Location
- Ragstone Road Chalvey Slough, Berkshire, SL1 2PU England

Information
- Type: Academy
- Religious affiliation: Church of England
- Established: October 1940
- Department for Education URN: 137287 Tables
- Ofsted: Reports
- Headteacher: Peter Collins
- Gender: Co-educational
- Age: 11 to 19
- Enrolment: 1,014 (2012)
- Houses: Ali Parks King Winton Angelou Seacole
- Colour: Black
- Website: http://www.slougheton.com/

= Slough and Eton Church of England Business and Enterprise College =

Slough and Eton Church of England Business and Enterprise College is a co-educational secondary academy in Chalvey, Slough, Berkshire for students aged 11–19, with a sixth form of around 83 students studying for A levels.

Since the May 2011 Ofsted report, the school has been described as "outstanding". (The previous report in 2008 described the school as "a good school with some outstanding aspects.")

Since opening, the school has operated in a series of wooden and temporary buildings.

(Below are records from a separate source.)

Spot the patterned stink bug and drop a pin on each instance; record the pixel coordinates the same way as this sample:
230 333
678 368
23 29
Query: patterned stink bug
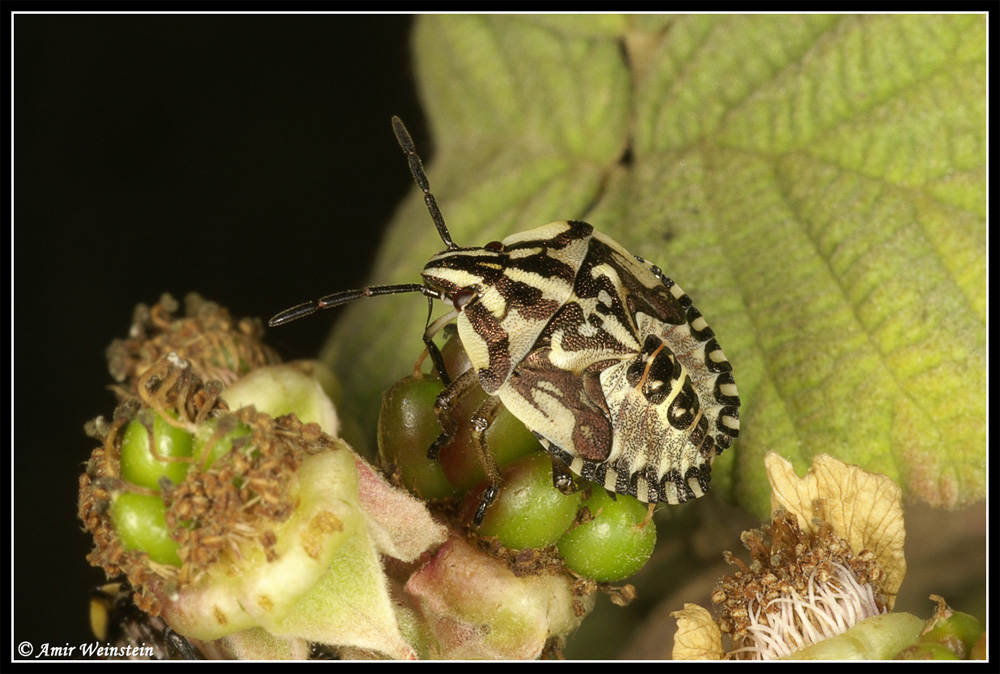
602 356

Most of the site was destroyed in a fire in 1973 and the school rebuilt over the next 20 years. A further rebuilding project was started in the summer of 2006 and was scheduled to be completed in October 2008 at a cost of £10 million. This includes a twenty four classroom teaching block, sports facilities, school hall, sixth form centre, science labs, students support centre, administration offices, restaurant and performing arts areas.